Tren yavaşladı. Durağa geliyordu. Şarkı söyleyen genç gitarını kılıfına yerleştirdi. Fermuarı hızlıca çekti. Kafasını kaldırmadan bağırdı. “Eko haydi çabuk ol, iniyoruz.” Diğer kapı önündeki bağırarak karşılık verdi. “Tamamdır aga.” Elinde parayla bekleyen gözlüklü, takım elbiseli adam elini cebine soktu. Onun yanındaki gençlerle aynı yaşta olduğu gözden kaçmayan genç kız vardı. Cevdet onu da çantasını kapatırken gördü.

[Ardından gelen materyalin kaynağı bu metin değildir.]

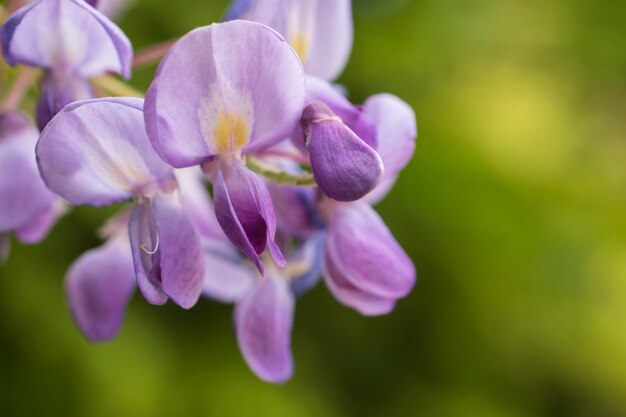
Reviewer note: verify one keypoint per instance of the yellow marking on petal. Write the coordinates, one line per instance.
(231, 133)
(300, 43)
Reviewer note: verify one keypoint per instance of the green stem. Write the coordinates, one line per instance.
(281, 177)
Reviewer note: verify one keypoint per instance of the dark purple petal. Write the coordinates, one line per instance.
(224, 89)
(5, 247)
(396, 132)
(181, 255)
(263, 321)
(57, 91)
(146, 256)
(23, 195)
(244, 210)
(97, 152)
(350, 296)
(67, 36)
(344, 166)
(99, 285)
(365, 254)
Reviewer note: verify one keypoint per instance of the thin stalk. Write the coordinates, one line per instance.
(281, 177)
(112, 85)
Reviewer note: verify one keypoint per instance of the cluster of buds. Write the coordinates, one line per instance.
(247, 175)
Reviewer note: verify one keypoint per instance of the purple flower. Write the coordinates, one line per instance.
(396, 131)
(97, 152)
(264, 306)
(345, 167)
(27, 207)
(72, 41)
(99, 285)
(320, 31)
(364, 266)
(223, 92)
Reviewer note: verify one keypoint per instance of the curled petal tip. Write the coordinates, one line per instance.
(344, 166)
(98, 286)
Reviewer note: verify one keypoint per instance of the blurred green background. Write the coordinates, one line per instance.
(513, 210)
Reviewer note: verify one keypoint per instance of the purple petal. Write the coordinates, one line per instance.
(113, 8)
(23, 195)
(197, 203)
(396, 132)
(227, 276)
(97, 152)
(68, 36)
(295, 213)
(344, 166)
(5, 247)
(347, 294)
(146, 256)
(222, 89)
(99, 285)
(57, 92)
(263, 320)
(365, 254)
(244, 211)
(39, 226)
(181, 255)
(318, 90)
(320, 31)
(239, 9)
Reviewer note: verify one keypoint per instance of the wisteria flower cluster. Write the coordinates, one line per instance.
(247, 175)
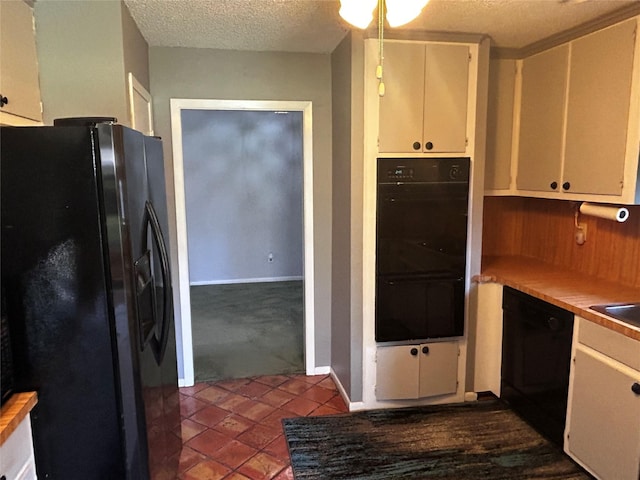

Durakta kapılar açılınca ikisi de bir anda yok oluverdiler. Kapanması gereken kapılar kapanmadı. Vagon sakinlerinin aklına ilk olarak arıza gelse de aslında sebebin şarkıcılar olduğunu herkes tahmin etmişti. O sırada kapıların her ikisinden de hızlıca iki güvenlik görevlisi girdi trene. Sağa sola bakındılar. Gözleri dikkatlice arandı vagon içinde.
Cevdet’e yakın kapıdan giren güvenlikçi, tam önünde durmuştu. Cevdet görevlinin gömleğindeki armaya baktı. Polislerinkine benziyordu. Kuzeni polisti. Geçen bayram babasını ziyarete üniformasıyla gelmişti.
Adamın elindeki telsizden gelen sesler parazitlerle daha da anlamsızlaşıyordu. Sağ elindeki telsiz ağzının hizasındaydı. Telsize değil de vagondakilere seslendi. “Buradaki dilencileri gören var mı?” Bu sorunun muhatabı yoktu. Ortaya söylenmişti. Cevabı da yoktu. Kimseden ses çıkmadı.
Kapıya yakın oturan kadınlar bile başka tarafa baktı.